A long time ago, a web server I look after (divf.eng.cam.ac.uk) would regularly get into a (irretrievably) wedged state, and a while later people would complain.
It was unobvious what was causing this, and disruptive that it was happening. So as a quick fix, I wrote a script that ran every hour on the xen host whose guest it was, which attempted to fetch http://divf.eng.cam.ac.uk/, using wget with a 5s timeout, and if that failed, ran the xm command to send Magic SysRq syncs followed by Magic SysRq reboot to the guest.
Fast forward many months, and the “This is Division F” page that used to be at that URL was no longer the official “This is Division F” page (which was now in the control of a more central office, on a more central web server).
So, to avoid having a dangling, unmaintained and increasingly out-of-date page that might cause confusion, I made http://divf.eng.cam.ac.uk be a redirect to the new “official” page.
Of course, the wget command I used now always failed because it was designed to only succeed if it directly fetched a page, and regarded a redirect as a failure.
I just noticed that divf.eng.cam.ac.uk has been rebooting every hour for quite some time.
[Trivial fix – the script now tries to fetch http://divf.eng.cam.ac.uk/robots.txt ]
The interesting question is how to record dependencies like this so that one is reminded of them when one makes apparently entirely unrelated changes to systems months or years later. And to do so in such a way that the resulting “change management” framework doesn’t utterly stifle creativity, and indeed cause a crippling inability to do anything at all.

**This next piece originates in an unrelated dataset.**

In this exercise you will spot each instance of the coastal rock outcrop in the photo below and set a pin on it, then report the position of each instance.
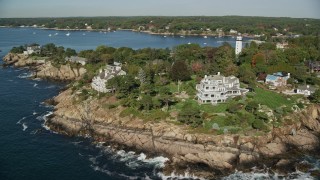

(preferable to have a web server rebooting every hour (which no-one has noticed, because it only takes a couple of seconds to reboot), than nothing at all)
John Sloan says
My solution to similar problems is to have restart scripts of this nature be sufficiently noisy when they do things (i.e. cause the cron to generate an email) makes a change of behaviour from occasional to clearly every hour a lot more noticeable, at the cost of a little more spam under normal conditions.
Patrick Gosling says
A getting there from here problem – first I have to reduce the noise of all the other cron jobs so that this kind of thing stands out. [ Not that I’m saying that would be a bad thing … ]